We have just been greeted by another new version of SQL Server in the form of SQL Server 2012/Denali. This release comes with a number of new features. In this article I talk about a few of them. AlwaysON is definitely going to be one of the most exciting new things that Microsoft has added to SQL Server and seems set to change the high availability methods used by most of the organizations. Contained databases will solve a lot of problems for DBAs who have to regularly move databases from one instance to another. And finally I talk about a new function which is added to the release and that is going to help developers a lot in future.

AlwaysON/HADRON

While database mirroring is one of the many distinguished members of the SQL Server high availability features for a while now, we will be witnessing another toddler crawling his way in this club with the release of SQL Server 2012 aka Denali. And if the forecasts are to be believed, this little guy is going to rock big time.

But why did I mention mirroring while I am supposedly bragging about AlwaysON? Because, AlwaysON can be called Mirroring 2.0 for more than one reasons. A lot of things have been upgraded to create this little toddler. So let’s talk about what all things have been changed moving from mirroring to HADRON. (As a matter of fact, MS says mirroring will be removed after two releases.)

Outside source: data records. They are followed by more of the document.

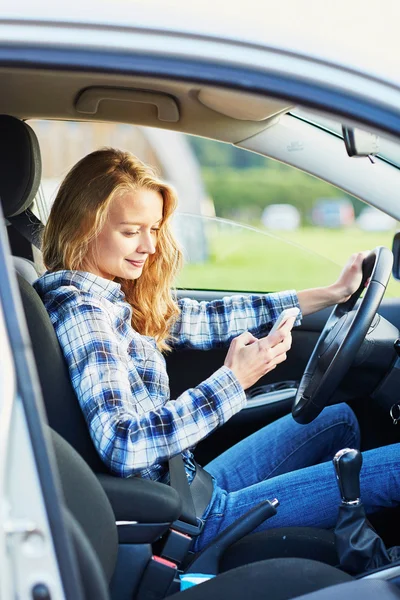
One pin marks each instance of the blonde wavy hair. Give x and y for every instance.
(78, 215)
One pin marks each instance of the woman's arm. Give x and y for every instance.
(131, 429)
(349, 281)
(206, 325)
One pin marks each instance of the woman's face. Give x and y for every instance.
(128, 237)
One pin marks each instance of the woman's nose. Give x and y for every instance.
(147, 245)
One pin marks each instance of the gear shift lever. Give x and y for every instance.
(358, 545)
(347, 463)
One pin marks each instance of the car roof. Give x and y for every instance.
(343, 32)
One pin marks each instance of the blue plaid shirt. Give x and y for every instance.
(120, 377)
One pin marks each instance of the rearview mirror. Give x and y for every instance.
(396, 256)
(359, 142)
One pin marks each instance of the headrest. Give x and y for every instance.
(20, 165)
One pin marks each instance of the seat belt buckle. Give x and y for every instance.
(188, 528)
(177, 546)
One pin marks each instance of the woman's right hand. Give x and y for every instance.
(250, 358)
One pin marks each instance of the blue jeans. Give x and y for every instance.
(292, 462)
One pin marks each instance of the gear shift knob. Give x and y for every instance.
(347, 463)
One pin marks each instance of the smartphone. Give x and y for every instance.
(286, 314)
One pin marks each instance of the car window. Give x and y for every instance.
(245, 223)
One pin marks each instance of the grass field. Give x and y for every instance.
(254, 261)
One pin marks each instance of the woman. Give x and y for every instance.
(111, 261)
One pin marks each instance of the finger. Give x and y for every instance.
(244, 339)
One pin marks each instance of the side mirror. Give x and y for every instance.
(359, 142)
(396, 256)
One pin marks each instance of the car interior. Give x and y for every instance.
(129, 535)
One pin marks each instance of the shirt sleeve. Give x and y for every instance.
(206, 325)
(111, 393)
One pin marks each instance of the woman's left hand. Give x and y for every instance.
(351, 276)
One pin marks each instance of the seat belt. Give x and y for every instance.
(179, 482)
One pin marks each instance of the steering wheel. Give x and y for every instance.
(341, 339)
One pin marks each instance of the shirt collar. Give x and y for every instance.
(82, 280)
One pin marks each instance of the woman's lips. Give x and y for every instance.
(136, 263)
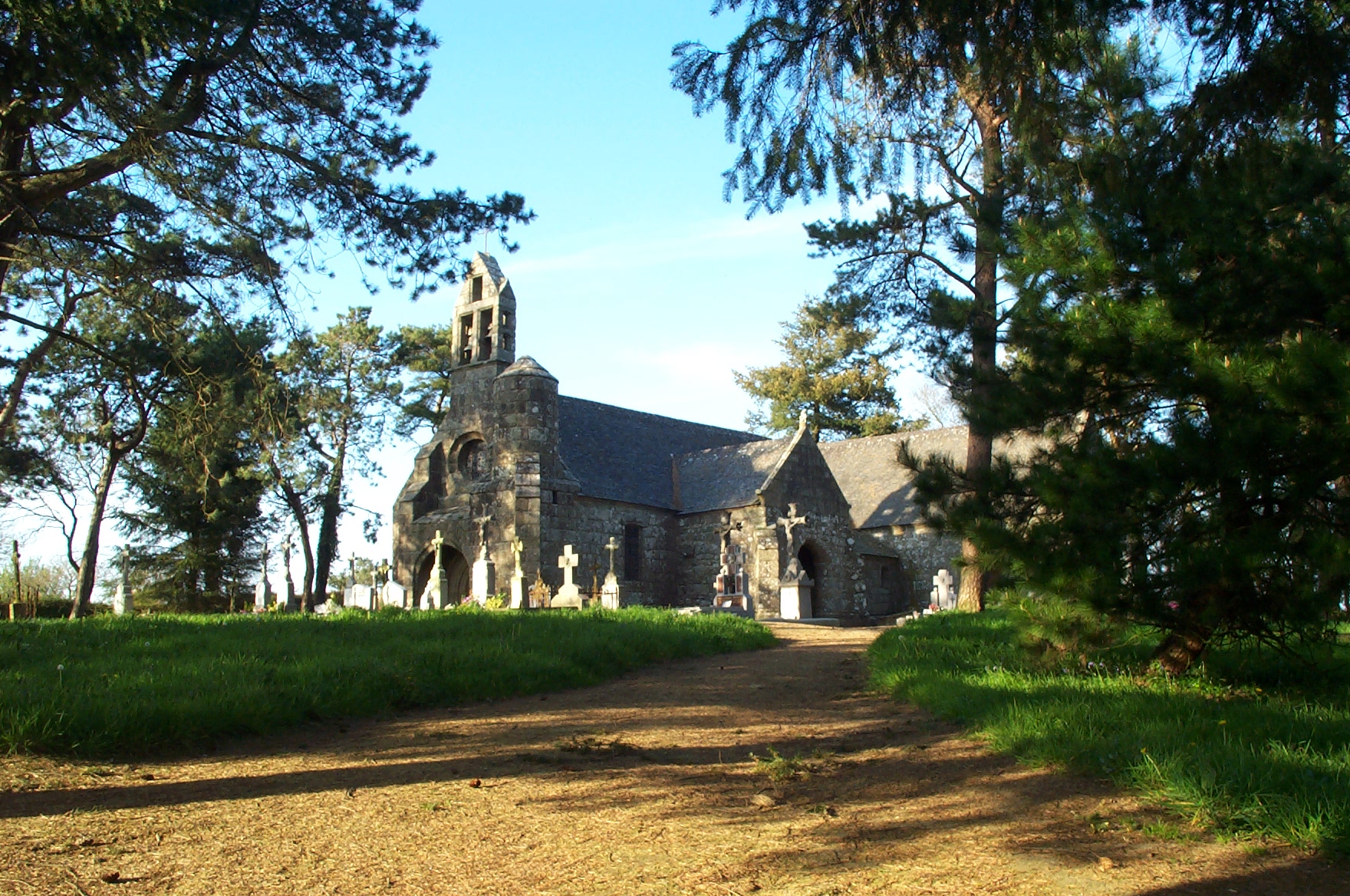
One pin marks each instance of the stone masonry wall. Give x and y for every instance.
(922, 552)
(588, 524)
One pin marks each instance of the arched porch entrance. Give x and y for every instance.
(456, 571)
(813, 562)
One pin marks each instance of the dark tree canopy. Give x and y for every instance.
(833, 370)
(218, 138)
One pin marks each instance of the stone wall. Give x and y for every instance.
(698, 556)
(922, 552)
(588, 524)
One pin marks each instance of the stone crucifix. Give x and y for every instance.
(435, 545)
(482, 535)
(568, 562)
(790, 524)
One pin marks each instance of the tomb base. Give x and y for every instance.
(436, 594)
(483, 581)
(568, 597)
(609, 597)
(794, 599)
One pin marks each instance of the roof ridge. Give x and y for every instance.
(678, 420)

With mirroring we were not able to use the data on the mirror database. Though sometimes SQL Server used the mirror to accomplish page repairs, no one else could have done anything useful with the mirror copy of data. What we could have done was to take a snapshot of the database and query the snapshot. But this approach would hardly help us if we were looking for taking the load off the production server.

Database mirroring didn’t allow us to use it for disaster recovery in different data centers and for high availability within the same data center. We could have used any one of them but not both. So mirroring was essentially HA or DR but not HADR (now you see where the name comes from).

Moving on, database failovers can’t be coordinated by a DBA as they are database-level events. If we have applications which depend on many databases, we could not use automatic failovers.

With AlwaysON, a DBA can create availability groups, crudely a set of databases that can be failed over simultaneously to support any application which needs them. So, now you need not manually failover each database that you need for your application. With AlwaysON you can have up to four replicas (known as mirrored servers in pre-HADRON era). These replicas can be connected synchronously (HA) as well as asynchronously (DR). So you can have increased availability and uptime. Moreover, these replicas are not passive. These are active and can provide read-only access. So you can easily take the load off your production server if you only want read access (a very popular such scenario is taking reporting services off your production server and putting it to one of the secondary server). Also, as the replicas are active, you can take full and differential backups on the secondary.

The other side of HADRON

The biggest downside with AlwaysON is the much more difficult setup process than mirroring. While mirroring won many hearts with its extremely easy setup process, AlwaysON relies on clustering that is infamously known for the hardships it presents while setup. But as they say all good things come with a price AlwaysON will be there with Windows clustering. Probably a dose of PowerShell might help the DBAs here. People just can’t get scared and leave such a good gift from the guys at Redmond !!!

Contained Databases

Any DBA must be aware of the issues when a database is backed up from one instance and restored to another instance. In other words, some people say that SQL Server databases are not very ‘portable’. That’s true because when you restore or attach any SQL Server database that is part of some application you miss a lot of things that are part of the application and must be ported along with the database. Some people might argue that those objects are not part of the database and are ‘outside’ objects but definitely they need to be shipped along with the database else the application will no longer be usable. These ‘outside’ objects include CLR objects, roles, linked servers, database mail, Service Broker objects, replication, SQL Server agent jobs etc. Also, if the target instance has a different collation, you will not be able to create temp tables on the new database and you might not be able to connect to different databases.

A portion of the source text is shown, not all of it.